Religion Briefs for Oct. 18
Published: October 18, 2009
VATICAN CITY -- Rudimentary telescopes, celestial globes and original manuscripts by Galileo are going on view at the Vatican Museums as part of an exhibit marking the 400th anniversary of the astronomer's first celestial observations.
At a briefing to launch the exhibit Tuesday, Monsignor Gianfranco Ravasi, the Vatican's top culture official, declined to revisit the Catholic Church's 17th-century condemnation of Galileo for his discovery that the Earth revolved around the sun. Church teaching at the time placed the Earth at the center of the universe.
The church denounced Galileo's theory as dangerous to the faith. Tried as a heretic in 1633 and forced to recant, he was sentenced to life in prison, later changed to house arrest.
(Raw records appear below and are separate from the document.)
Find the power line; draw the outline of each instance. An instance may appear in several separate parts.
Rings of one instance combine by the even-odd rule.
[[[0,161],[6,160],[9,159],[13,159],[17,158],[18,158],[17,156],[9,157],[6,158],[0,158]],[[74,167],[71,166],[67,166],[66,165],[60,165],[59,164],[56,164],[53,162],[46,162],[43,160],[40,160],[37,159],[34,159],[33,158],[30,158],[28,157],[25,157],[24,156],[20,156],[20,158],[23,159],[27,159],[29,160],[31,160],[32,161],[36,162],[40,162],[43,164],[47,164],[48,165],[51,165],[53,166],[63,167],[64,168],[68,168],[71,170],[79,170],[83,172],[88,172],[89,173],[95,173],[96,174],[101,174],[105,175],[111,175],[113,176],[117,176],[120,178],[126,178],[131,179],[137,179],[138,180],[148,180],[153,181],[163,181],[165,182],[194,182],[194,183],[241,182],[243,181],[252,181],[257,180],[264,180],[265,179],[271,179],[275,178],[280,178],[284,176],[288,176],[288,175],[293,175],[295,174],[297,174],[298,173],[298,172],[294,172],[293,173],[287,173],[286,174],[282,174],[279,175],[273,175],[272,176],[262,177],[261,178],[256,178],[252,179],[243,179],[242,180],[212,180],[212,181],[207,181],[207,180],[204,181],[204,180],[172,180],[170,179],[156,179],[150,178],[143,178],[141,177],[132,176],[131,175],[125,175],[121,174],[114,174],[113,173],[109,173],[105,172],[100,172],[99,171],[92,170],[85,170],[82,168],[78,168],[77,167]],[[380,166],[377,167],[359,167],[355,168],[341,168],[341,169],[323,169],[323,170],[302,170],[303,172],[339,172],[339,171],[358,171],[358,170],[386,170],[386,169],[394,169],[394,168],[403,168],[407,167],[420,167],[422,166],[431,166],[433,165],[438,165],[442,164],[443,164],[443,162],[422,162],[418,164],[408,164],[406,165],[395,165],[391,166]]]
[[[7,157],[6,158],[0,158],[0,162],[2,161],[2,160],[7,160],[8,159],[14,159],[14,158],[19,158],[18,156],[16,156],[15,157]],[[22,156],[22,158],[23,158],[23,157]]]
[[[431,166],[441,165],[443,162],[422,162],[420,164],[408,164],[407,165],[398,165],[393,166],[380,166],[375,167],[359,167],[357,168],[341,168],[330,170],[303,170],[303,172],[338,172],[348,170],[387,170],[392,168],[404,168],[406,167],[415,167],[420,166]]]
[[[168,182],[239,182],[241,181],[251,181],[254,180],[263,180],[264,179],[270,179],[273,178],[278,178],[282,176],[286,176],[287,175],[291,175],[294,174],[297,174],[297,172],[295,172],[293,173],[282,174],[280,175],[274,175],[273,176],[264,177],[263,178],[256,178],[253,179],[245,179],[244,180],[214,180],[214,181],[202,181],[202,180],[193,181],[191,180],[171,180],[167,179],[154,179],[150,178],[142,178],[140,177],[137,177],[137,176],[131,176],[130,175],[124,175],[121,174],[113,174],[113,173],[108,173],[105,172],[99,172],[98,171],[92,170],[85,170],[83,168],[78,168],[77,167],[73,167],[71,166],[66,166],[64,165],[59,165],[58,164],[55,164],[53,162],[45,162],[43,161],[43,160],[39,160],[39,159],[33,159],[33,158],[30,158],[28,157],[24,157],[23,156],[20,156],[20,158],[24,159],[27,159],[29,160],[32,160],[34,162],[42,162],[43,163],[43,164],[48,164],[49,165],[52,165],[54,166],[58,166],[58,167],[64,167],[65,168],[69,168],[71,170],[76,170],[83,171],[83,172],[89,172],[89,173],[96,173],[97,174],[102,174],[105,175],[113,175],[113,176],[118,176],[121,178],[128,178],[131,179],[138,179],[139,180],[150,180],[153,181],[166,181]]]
The ruling helped fuel accusations that the church was hostile to science, a reputation the Vatican has been trying to shed ever since.
In 1992, Pope John Paul II declared the ruling against Galileo was an error resulting from "tragic mutual incomprehension." The new exhibit, and other Vatican initiatives to mark the 400th anniversary of Galileo's telescope and the U.N.-designated International Year of Astronomy, is part of the Vatican's continuing rehabilitation effort.
Vandals hit Mormon meeting sites in Utah
SOUTH JORDAN, Utah -- Vandals threw rocks, with anti-Mormon church messages attached, at the windows of five church meeting houses in the Salt Lake City suburbs.
South Jordan police officer B.J. Smith said typed notes attached to each rock read: "Stop spreading your lies, pagans."
He said last week's vandalism could be investigated as a possible hate crime if the vandals intended to intimidate or terrorize.
Prison returns Torah to Mo. congregation
ST. LOUIS -- A Torah scroll that was donated to a federal prison in Springfield 45 years ago has been returned to its St. Louis-area congregation.
In 1964, Congregation B'nai Amoona lent Judaism's holy object so Jewish prisoners could read from it during Sabbath services.
Officials at the U.S. Medical Center for Federal Prisoners returned the scroll after deciding there weren't enough Jewish prisoners to justify keeping it. A prison chaplain said he wanted to get the scroll back into the hands of people who would use it.